The q-ROF models are more potential and suitable than intuitionistic and Pythagorean fuzzy models since it deals with larger space, characterized with vagueness and uncertainty. q-ROFSs show more flexibility to express the information for the presence of the parameter q. Moreover, Frank operators make the process of information fusion more flexible and potential because they contain a parameter. So, here, we introduce Frank operations on q-ROFSs and consecrated a series of new aggregation operators concerning q-ROFNs, viz. q-ROFFWA operator, q-ROFFOWA operator, q-ROFFWG operator, and q-ROFFOWG operator. Also, we have discussed some valuable properties of these operators. Furthermore, with the assistance of the q-ROFFWA operator and q-ROFFWG operator, we present two approaches to solve an MADM problem within the q-ROF environment. Then, we have discussed a real-world socio-economic MADM problem of ‘balancing the share of economical growth in the society’ to demonstrate the applicability, feasibility, and superiority of our proposed methodology. Also, to determine the attribute weights, we have used the AHP method and the q-ROF entropy method. We have used these weights to solve the presented numerical example. The illustrated example shows that our proposed decision-making procedure is more flexible and fruitful than other existing methods for the presence of some operational parameters, \(\tau\) and q,  appointed by the decision-maker’s preference.

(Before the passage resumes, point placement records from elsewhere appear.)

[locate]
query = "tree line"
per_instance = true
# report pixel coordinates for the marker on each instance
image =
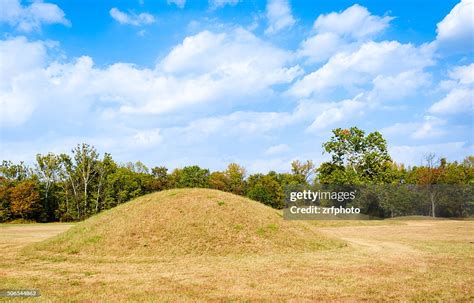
(73, 187)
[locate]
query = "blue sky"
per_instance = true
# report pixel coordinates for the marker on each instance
(260, 83)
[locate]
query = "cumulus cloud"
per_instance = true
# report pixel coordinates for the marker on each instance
(342, 31)
(178, 3)
(279, 16)
(456, 31)
(214, 4)
(415, 154)
(31, 17)
(460, 98)
(277, 149)
(351, 70)
(355, 22)
(207, 67)
(335, 112)
(429, 127)
(131, 18)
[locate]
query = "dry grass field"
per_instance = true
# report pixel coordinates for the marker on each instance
(410, 260)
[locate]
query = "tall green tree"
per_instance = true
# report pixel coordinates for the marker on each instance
(356, 158)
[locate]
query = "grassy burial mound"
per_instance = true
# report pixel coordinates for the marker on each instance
(188, 222)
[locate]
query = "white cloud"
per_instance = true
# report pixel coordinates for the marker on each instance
(351, 70)
(429, 127)
(415, 155)
(334, 112)
(147, 138)
(31, 17)
(344, 31)
(214, 4)
(456, 31)
(397, 87)
(458, 100)
(131, 18)
(279, 16)
(460, 97)
(463, 74)
(277, 149)
(355, 22)
(207, 67)
(178, 3)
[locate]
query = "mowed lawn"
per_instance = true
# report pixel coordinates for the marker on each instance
(427, 260)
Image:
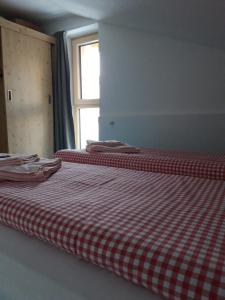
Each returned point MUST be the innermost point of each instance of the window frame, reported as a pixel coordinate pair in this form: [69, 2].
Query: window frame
[77, 102]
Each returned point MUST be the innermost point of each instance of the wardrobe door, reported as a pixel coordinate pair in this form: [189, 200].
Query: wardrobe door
[28, 89]
[3, 127]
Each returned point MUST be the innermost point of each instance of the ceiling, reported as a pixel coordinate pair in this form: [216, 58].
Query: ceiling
[200, 21]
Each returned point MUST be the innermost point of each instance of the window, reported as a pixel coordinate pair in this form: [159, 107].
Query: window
[86, 92]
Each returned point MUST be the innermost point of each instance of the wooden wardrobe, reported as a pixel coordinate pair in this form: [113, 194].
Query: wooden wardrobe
[26, 113]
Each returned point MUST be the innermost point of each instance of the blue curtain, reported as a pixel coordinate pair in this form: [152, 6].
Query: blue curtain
[64, 137]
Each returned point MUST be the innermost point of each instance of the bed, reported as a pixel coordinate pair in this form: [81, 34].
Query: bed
[162, 232]
[202, 165]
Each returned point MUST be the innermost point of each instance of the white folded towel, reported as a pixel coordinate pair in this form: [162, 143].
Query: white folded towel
[119, 149]
[31, 171]
[17, 159]
[109, 143]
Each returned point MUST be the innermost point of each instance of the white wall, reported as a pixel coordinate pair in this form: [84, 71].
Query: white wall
[161, 92]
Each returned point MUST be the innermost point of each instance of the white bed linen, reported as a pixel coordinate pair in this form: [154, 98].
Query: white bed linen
[33, 270]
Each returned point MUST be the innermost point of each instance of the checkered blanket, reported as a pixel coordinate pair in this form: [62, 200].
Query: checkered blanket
[164, 232]
[155, 160]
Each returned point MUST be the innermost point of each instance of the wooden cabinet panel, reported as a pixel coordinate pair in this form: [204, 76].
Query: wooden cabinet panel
[3, 126]
[28, 78]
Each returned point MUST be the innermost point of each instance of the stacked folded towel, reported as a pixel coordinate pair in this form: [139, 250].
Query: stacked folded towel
[110, 147]
[27, 168]
[6, 160]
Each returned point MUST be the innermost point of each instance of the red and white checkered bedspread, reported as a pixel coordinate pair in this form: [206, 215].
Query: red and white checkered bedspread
[155, 160]
[164, 232]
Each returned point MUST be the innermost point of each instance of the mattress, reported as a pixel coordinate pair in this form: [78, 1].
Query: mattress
[163, 232]
[33, 270]
[210, 166]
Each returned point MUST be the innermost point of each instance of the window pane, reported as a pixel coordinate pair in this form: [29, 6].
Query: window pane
[89, 129]
[90, 71]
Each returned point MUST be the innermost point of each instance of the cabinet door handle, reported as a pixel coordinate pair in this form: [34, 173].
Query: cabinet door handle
[9, 92]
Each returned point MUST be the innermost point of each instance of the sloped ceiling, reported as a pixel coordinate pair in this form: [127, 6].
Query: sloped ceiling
[200, 21]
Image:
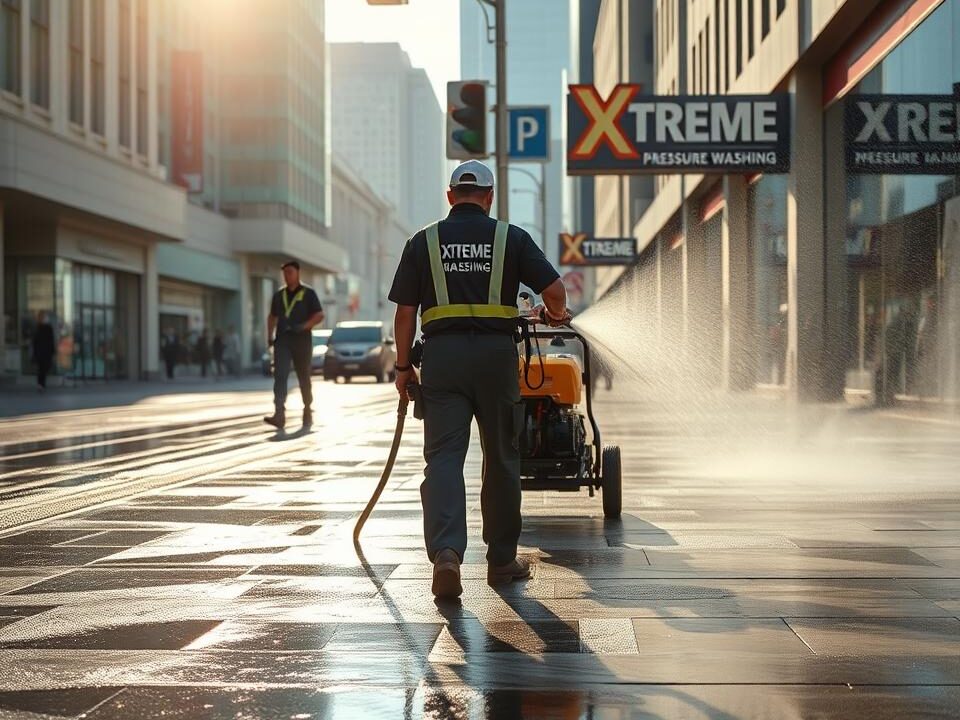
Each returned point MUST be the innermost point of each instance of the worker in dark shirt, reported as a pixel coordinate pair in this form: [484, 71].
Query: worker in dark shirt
[464, 274]
[294, 312]
[44, 349]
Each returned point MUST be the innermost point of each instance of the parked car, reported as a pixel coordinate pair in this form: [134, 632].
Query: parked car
[321, 341]
[359, 349]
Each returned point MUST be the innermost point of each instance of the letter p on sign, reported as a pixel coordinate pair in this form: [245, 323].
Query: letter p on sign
[529, 133]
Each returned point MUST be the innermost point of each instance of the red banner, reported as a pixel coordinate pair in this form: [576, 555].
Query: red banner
[186, 105]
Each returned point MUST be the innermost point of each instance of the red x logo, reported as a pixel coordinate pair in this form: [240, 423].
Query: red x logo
[573, 249]
[604, 121]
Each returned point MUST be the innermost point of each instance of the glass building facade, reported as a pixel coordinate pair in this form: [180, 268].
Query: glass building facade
[900, 337]
[95, 314]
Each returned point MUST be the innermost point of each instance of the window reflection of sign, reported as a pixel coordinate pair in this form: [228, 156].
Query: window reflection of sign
[582, 249]
[903, 134]
[860, 242]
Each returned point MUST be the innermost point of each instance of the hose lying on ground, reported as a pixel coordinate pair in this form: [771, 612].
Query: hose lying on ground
[387, 469]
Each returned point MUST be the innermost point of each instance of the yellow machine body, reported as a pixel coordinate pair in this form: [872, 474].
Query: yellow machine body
[562, 379]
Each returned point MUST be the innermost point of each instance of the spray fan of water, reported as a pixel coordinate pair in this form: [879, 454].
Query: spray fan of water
[665, 397]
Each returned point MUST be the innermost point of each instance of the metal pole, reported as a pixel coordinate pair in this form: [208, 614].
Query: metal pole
[543, 206]
[503, 188]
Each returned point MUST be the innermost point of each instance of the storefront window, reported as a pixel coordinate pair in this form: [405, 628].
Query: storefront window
[95, 343]
[768, 232]
[899, 279]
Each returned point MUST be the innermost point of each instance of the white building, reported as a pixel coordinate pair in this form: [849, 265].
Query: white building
[388, 125]
[94, 233]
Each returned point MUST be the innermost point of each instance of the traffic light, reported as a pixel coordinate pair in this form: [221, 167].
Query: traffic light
[467, 119]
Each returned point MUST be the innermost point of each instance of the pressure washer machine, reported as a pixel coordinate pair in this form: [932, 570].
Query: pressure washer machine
[557, 452]
[560, 444]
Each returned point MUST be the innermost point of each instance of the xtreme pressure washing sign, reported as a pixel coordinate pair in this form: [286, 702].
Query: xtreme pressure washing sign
[629, 133]
[581, 249]
[903, 134]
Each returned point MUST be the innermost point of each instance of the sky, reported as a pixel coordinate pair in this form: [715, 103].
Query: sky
[429, 30]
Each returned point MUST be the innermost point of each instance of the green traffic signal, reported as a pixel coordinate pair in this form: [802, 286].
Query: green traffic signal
[466, 119]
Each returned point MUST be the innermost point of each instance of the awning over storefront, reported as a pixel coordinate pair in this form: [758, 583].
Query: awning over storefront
[286, 239]
[183, 263]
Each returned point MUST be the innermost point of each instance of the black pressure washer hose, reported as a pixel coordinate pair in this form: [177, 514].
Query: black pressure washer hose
[391, 459]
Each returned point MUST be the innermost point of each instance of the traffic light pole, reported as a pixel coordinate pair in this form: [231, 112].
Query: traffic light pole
[503, 183]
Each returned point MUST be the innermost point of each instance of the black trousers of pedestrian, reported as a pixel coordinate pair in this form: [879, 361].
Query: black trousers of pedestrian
[43, 369]
[296, 350]
[466, 377]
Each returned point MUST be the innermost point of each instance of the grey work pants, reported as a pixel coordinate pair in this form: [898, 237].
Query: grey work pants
[465, 377]
[298, 350]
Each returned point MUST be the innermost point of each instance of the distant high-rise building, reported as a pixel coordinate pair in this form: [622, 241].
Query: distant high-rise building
[387, 123]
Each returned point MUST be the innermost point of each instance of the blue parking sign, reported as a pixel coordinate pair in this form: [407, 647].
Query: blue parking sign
[529, 133]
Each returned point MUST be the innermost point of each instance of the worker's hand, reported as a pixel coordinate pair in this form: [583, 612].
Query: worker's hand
[405, 378]
[564, 319]
[544, 316]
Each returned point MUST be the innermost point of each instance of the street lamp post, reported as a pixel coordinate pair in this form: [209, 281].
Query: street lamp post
[542, 195]
[503, 201]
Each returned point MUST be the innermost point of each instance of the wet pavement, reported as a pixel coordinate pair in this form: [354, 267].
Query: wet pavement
[768, 564]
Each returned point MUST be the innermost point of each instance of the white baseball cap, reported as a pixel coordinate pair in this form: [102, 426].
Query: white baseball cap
[472, 172]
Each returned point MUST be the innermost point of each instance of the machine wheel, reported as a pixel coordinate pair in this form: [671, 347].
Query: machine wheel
[611, 484]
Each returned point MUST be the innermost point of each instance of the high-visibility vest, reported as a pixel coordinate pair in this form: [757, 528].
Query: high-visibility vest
[288, 305]
[493, 308]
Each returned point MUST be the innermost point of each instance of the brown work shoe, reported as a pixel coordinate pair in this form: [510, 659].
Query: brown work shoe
[516, 569]
[446, 575]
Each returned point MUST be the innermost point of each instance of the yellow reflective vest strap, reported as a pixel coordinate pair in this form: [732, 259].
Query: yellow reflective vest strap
[441, 312]
[288, 305]
[493, 308]
[436, 265]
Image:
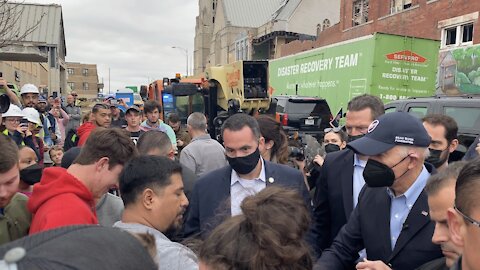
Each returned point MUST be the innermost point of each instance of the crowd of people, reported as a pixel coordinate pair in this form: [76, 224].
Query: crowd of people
[168, 196]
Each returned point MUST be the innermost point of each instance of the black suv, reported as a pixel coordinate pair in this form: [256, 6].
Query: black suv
[464, 109]
[308, 115]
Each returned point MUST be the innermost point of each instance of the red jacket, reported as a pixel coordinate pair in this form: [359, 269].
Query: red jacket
[59, 200]
[84, 131]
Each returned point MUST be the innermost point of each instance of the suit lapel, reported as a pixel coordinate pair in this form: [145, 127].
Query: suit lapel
[346, 178]
[416, 220]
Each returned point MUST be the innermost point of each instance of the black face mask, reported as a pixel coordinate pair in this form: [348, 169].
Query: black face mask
[246, 164]
[31, 174]
[436, 158]
[331, 147]
[356, 137]
[377, 174]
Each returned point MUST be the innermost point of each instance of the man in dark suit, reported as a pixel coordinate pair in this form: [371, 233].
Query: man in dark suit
[391, 219]
[341, 177]
[218, 194]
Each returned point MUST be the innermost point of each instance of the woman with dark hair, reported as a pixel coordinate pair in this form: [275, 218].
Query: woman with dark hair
[276, 141]
[268, 235]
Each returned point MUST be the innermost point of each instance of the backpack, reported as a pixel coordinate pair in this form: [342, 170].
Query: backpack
[71, 140]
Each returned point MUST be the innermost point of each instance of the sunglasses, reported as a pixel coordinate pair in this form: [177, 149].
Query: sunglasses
[335, 129]
[467, 218]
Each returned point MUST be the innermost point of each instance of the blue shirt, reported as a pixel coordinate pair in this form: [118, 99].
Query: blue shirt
[402, 204]
[358, 181]
[242, 188]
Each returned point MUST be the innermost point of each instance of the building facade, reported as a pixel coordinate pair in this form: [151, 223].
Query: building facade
[454, 23]
[83, 79]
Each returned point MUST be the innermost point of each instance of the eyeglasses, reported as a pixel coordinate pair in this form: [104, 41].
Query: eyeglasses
[100, 106]
[467, 218]
[334, 129]
[12, 120]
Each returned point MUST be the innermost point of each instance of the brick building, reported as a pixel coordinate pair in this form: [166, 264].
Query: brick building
[454, 22]
[83, 79]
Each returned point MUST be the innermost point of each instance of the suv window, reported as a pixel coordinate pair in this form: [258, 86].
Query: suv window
[465, 117]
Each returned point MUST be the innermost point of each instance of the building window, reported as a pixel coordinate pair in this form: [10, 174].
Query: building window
[457, 35]
[399, 5]
[360, 12]
[326, 24]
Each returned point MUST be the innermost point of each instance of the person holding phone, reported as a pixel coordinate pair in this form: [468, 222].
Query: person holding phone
[16, 127]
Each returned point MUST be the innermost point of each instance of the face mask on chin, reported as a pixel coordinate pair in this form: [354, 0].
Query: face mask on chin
[377, 174]
[246, 164]
[436, 158]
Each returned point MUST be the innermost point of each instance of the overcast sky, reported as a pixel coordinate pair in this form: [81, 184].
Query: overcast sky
[132, 38]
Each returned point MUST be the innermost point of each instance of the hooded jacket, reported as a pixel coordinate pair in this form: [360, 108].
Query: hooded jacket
[60, 200]
[84, 131]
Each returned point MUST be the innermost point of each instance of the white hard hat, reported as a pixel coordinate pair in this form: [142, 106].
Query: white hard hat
[13, 111]
[29, 88]
[32, 116]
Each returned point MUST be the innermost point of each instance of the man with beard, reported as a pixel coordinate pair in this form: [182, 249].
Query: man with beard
[341, 178]
[152, 191]
[223, 190]
[101, 118]
[152, 110]
[443, 131]
[133, 116]
[14, 216]
[29, 94]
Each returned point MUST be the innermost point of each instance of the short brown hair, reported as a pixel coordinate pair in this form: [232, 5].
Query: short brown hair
[269, 234]
[113, 143]
[365, 101]
[441, 179]
[467, 187]
[450, 125]
[9, 156]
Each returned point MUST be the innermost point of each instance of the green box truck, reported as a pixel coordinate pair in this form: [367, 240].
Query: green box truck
[388, 66]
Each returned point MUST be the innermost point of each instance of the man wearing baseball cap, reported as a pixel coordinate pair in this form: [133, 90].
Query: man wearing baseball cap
[29, 94]
[391, 218]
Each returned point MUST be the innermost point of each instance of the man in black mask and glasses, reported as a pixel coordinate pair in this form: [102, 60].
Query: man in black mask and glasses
[391, 218]
[217, 195]
[443, 131]
[341, 178]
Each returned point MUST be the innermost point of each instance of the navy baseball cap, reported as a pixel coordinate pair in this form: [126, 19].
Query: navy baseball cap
[389, 130]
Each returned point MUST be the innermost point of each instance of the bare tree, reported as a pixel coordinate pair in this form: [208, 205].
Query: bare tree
[11, 30]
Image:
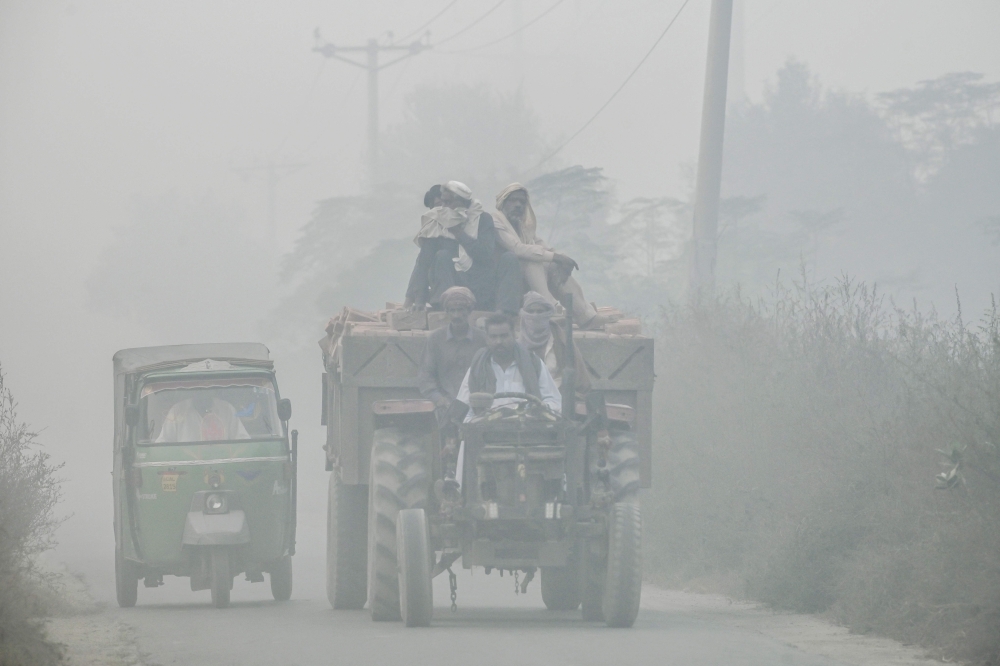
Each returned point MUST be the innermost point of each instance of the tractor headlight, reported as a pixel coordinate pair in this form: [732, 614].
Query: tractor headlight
[216, 503]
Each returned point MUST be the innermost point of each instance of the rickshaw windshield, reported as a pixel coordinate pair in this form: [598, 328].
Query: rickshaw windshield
[204, 410]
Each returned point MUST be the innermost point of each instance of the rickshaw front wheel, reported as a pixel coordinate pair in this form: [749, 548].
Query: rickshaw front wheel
[126, 582]
[281, 579]
[222, 581]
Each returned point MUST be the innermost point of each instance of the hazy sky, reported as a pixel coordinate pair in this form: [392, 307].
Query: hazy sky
[106, 102]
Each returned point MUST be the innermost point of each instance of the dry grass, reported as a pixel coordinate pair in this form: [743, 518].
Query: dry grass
[799, 441]
[28, 493]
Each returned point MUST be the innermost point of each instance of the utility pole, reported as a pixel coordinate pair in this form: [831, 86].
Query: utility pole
[372, 49]
[713, 126]
[273, 173]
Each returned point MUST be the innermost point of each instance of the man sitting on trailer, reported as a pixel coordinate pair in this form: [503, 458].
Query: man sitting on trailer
[547, 339]
[506, 366]
[449, 350]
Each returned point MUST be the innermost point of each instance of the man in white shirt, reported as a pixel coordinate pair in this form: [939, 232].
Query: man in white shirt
[505, 366]
[202, 419]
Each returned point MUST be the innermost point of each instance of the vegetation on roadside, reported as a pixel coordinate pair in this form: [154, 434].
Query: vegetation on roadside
[825, 451]
[29, 491]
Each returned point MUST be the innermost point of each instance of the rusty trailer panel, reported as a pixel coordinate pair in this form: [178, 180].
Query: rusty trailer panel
[374, 364]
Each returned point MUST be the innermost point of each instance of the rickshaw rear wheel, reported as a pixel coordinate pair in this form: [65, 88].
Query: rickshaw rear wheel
[222, 581]
[126, 581]
[281, 579]
[561, 587]
[416, 603]
[346, 545]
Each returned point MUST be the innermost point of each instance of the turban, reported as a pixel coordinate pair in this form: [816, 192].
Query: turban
[458, 189]
[536, 330]
[529, 225]
[458, 297]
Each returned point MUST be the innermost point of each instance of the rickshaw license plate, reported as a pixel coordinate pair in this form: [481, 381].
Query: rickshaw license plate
[168, 481]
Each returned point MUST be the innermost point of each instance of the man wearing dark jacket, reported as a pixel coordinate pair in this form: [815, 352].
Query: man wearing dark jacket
[477, 262]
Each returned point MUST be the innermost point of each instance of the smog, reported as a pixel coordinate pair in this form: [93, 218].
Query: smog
[577, 331]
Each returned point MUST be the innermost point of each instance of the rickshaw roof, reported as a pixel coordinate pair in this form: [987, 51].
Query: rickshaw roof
[139, 358]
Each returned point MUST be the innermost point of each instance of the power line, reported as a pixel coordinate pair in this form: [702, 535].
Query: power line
[429, 21]
[302, 108]
[511, 34]
[471, 25]
[615, 93]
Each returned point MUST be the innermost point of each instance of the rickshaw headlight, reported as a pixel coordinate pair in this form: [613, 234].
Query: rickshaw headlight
[216, 503]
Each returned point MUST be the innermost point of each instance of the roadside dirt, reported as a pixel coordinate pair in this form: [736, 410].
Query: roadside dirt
[811, 634]
[89, 635]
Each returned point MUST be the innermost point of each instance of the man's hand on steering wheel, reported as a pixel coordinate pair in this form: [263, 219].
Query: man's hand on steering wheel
[565, 261]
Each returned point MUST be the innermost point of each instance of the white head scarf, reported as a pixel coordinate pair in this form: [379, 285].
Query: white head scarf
[529, 225]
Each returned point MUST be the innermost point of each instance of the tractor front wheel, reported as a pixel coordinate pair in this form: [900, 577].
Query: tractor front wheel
[415, 601]
[126, 581]
[346, 544]
[400, 479]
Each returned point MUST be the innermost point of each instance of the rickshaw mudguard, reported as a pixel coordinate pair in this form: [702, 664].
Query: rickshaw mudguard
[223, 529]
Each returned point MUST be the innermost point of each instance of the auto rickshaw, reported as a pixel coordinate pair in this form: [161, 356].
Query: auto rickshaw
[204, 471]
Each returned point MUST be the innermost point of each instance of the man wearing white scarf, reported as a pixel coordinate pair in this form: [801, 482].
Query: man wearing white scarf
[458, 247]
[547, 339]
[546, 272]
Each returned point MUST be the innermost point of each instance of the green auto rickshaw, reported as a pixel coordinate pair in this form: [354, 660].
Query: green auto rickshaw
[204, 472]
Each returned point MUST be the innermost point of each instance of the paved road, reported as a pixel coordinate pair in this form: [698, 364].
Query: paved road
[492, 626]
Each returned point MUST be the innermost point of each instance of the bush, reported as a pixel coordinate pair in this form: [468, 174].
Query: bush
[799, 441]
[29, 492]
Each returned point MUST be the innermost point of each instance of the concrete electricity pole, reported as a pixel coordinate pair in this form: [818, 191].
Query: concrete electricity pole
[371, 64]
[713, 126]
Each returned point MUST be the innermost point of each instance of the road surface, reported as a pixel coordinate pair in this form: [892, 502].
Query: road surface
[172, 625]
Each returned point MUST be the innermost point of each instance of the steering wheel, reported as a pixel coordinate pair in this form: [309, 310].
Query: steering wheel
[527, 397]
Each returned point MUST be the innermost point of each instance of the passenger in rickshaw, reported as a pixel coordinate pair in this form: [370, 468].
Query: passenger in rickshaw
[547, 339]
[203, 418]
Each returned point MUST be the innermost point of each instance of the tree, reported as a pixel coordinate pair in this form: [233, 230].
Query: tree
[29, 492]
[938, 115]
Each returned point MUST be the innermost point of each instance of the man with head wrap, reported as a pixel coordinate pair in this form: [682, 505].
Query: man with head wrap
[450, 349]
[546, 272]
[547, 339]
[458, 244]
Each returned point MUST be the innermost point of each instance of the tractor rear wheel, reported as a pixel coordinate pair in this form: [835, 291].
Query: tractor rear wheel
[623, 584]
[415, 601]
[400, 479]
[126, 582]
[346, 545]
[281, 579]
[222, 580]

In future research, we can define such aggregation operators over some advancement of q-ROFS such as complex q-ROFS (Liu et al. 2020). Our introduced operators can be further extended up to the larger field of various types of MADM processes, e.g., the COPRAS method (Krishankumar et al. 2019), TOPSIS method (Riaz et al. 2020), EDAS method (Li et al. 2020), VIKOR method (Mi et al. 2019), etc. Also, we can prolong our proposed operators to deal with interval-valued fuzzy (Chen 1997; Chen et al. 1997; Chen and Hsiao 2000; Chen et al. 2012; Turksen 1986) MADM problems. Also, we may exert them to deal with some real-life decision-making problems, such as domestic airlines evaluation (Ma and Xu 2016), company investment decision (Garg 2016), etc.